Quem faz um blog fá-lo por gosto

quinta-feira, 24 de setembro de 2015

As minhas férias. Árvores e Silvas.

Árvores e Silvas. 

Tão simples. Árvores e Silvas.
E o pai a regá-las com o regador e a água que não tínhamos.
Filho doce. Como as amoras das silvas.

terça-feira, 22 de setembro de 2015

A morte. Explicada às criancinhas. Ou pelas criancinhas.

O meu filho Bonsai e Imortal. António Peter Pan Ralha. Foto: A Família Numerosa

Já vos contei, já não sei há quantos milhares de caracteres atrás: tenho uma preferência genética, inata, mística, perfeitamente chalupa por números ímpares.
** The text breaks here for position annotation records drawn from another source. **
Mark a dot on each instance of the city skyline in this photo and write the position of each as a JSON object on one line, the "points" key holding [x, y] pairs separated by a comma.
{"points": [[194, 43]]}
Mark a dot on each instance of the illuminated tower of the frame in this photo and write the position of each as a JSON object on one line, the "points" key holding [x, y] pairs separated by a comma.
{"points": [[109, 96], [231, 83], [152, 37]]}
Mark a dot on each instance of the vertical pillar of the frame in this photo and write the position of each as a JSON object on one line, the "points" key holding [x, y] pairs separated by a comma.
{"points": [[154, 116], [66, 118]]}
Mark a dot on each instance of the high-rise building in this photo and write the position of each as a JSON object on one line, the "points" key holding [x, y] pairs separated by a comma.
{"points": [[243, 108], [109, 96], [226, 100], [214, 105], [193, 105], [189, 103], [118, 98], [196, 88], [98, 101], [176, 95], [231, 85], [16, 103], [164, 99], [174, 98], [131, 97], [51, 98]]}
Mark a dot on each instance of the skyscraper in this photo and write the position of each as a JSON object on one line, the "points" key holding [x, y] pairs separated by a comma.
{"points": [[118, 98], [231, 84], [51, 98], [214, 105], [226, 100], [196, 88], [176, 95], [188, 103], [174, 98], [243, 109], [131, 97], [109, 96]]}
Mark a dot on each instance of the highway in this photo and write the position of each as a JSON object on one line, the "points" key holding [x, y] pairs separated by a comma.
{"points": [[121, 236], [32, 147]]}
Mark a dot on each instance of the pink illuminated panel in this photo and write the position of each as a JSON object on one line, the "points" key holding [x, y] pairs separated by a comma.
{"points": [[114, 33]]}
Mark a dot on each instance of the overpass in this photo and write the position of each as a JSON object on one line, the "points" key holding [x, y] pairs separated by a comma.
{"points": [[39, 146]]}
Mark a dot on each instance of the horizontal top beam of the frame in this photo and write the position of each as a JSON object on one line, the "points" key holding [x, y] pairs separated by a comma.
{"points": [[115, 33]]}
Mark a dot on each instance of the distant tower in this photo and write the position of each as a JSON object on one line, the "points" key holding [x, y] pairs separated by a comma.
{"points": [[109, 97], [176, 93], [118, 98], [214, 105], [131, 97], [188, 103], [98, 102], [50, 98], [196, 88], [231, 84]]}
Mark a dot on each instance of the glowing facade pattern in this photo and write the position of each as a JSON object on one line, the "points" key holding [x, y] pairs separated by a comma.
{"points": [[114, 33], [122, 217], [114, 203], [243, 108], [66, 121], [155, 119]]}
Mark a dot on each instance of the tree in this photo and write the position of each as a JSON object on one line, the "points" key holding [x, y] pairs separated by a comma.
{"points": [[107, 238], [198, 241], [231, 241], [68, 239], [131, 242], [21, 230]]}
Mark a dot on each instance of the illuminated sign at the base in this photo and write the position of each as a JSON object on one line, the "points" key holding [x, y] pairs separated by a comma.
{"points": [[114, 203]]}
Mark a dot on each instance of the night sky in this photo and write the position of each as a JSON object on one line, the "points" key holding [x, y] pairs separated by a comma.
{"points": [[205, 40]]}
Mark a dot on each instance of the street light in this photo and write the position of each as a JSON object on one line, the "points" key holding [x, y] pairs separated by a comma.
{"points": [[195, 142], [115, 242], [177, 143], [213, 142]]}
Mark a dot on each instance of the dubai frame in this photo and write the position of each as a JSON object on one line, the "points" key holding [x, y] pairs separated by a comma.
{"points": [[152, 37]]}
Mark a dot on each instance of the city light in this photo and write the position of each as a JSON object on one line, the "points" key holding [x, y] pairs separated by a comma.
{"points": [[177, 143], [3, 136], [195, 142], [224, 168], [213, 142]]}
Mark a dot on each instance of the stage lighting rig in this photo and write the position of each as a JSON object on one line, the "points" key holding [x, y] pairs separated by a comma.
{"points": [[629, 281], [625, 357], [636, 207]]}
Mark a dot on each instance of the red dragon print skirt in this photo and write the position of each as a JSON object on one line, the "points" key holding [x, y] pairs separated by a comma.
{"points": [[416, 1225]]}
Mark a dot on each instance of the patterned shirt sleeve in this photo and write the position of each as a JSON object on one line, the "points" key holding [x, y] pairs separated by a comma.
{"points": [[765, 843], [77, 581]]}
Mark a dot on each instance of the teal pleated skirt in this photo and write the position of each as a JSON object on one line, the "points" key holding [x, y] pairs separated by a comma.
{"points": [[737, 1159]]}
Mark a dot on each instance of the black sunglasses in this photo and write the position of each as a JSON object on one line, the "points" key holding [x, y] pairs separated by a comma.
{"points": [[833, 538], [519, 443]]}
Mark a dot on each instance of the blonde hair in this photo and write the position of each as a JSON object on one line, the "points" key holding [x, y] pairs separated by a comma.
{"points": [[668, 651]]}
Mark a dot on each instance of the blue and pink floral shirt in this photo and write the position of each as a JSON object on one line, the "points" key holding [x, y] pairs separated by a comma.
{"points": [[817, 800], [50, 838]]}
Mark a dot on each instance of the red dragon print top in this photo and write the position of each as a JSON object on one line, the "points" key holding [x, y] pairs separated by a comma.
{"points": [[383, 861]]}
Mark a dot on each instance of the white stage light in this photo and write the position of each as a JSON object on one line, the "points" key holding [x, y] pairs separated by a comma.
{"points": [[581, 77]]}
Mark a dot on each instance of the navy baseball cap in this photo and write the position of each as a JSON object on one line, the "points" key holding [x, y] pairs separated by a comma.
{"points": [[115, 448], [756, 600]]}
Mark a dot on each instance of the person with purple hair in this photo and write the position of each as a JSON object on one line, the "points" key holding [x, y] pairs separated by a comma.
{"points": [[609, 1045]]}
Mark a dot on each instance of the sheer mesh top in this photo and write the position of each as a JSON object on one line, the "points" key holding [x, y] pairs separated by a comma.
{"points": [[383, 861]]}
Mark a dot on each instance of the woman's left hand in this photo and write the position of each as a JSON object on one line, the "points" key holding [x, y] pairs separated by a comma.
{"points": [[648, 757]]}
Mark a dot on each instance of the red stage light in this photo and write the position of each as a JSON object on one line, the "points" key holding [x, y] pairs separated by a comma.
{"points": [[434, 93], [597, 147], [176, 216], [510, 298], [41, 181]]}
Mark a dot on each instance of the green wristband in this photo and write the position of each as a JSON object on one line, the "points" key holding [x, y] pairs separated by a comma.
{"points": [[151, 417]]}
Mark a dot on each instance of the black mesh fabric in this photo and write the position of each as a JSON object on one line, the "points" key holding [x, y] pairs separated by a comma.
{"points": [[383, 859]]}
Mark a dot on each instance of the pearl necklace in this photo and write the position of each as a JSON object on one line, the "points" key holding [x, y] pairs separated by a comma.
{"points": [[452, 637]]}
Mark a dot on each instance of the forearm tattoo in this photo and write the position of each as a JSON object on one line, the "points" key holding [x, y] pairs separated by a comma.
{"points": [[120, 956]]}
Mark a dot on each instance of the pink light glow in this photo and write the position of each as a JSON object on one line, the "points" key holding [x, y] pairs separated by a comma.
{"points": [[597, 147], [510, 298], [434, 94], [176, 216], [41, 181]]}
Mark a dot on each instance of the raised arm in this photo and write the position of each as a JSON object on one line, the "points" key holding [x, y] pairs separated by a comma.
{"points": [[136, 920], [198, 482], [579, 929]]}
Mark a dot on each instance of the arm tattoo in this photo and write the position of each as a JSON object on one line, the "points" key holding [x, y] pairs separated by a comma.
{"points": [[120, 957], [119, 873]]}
É essa tara, aprimorada por gerações e gerações de homens e mulheres resilientes, excêntricos, brilhantes, trabalhadores incansáveis, sonhadores, lunáticos, génios, altos, magros, gordos, morenos, loiros, com caracóis e cabelos escorridos, num itinerário que vai de Freixo de Espada à Cinta a Vila Nova de Mil Fontes, que passa por Arganil, Viseu e São Pedro do Sul e que chega depois a Lisboa e por aqui fica à beira do Tejo, que me faz ter uns certos fornicoques por ter um número certinho de filhos, divisível por dois (cinco parece-me tão melhor que quatro; uma mão cheia de filhos parece-me cada vez mais o meu destino).

Todo este ritual dos ímpares não passa de um sintoma leve de um transtorno do espectro obsessivo compulsivo. Corre na família em doses suaves e que não exigem (para já) medicação. 

Para já.
Mantenhamo-nos atentos.

Mas é graças a esta superstição, a esta crença tola sem fundamentos que me assegura que os números ímpares são melhores que os pares, que anseio sempre a chegada dos anos ímpares na minha vida, com fé que trarão sorte, conquistas, milagres à minha vida e à vida daqueles que me são próximos. 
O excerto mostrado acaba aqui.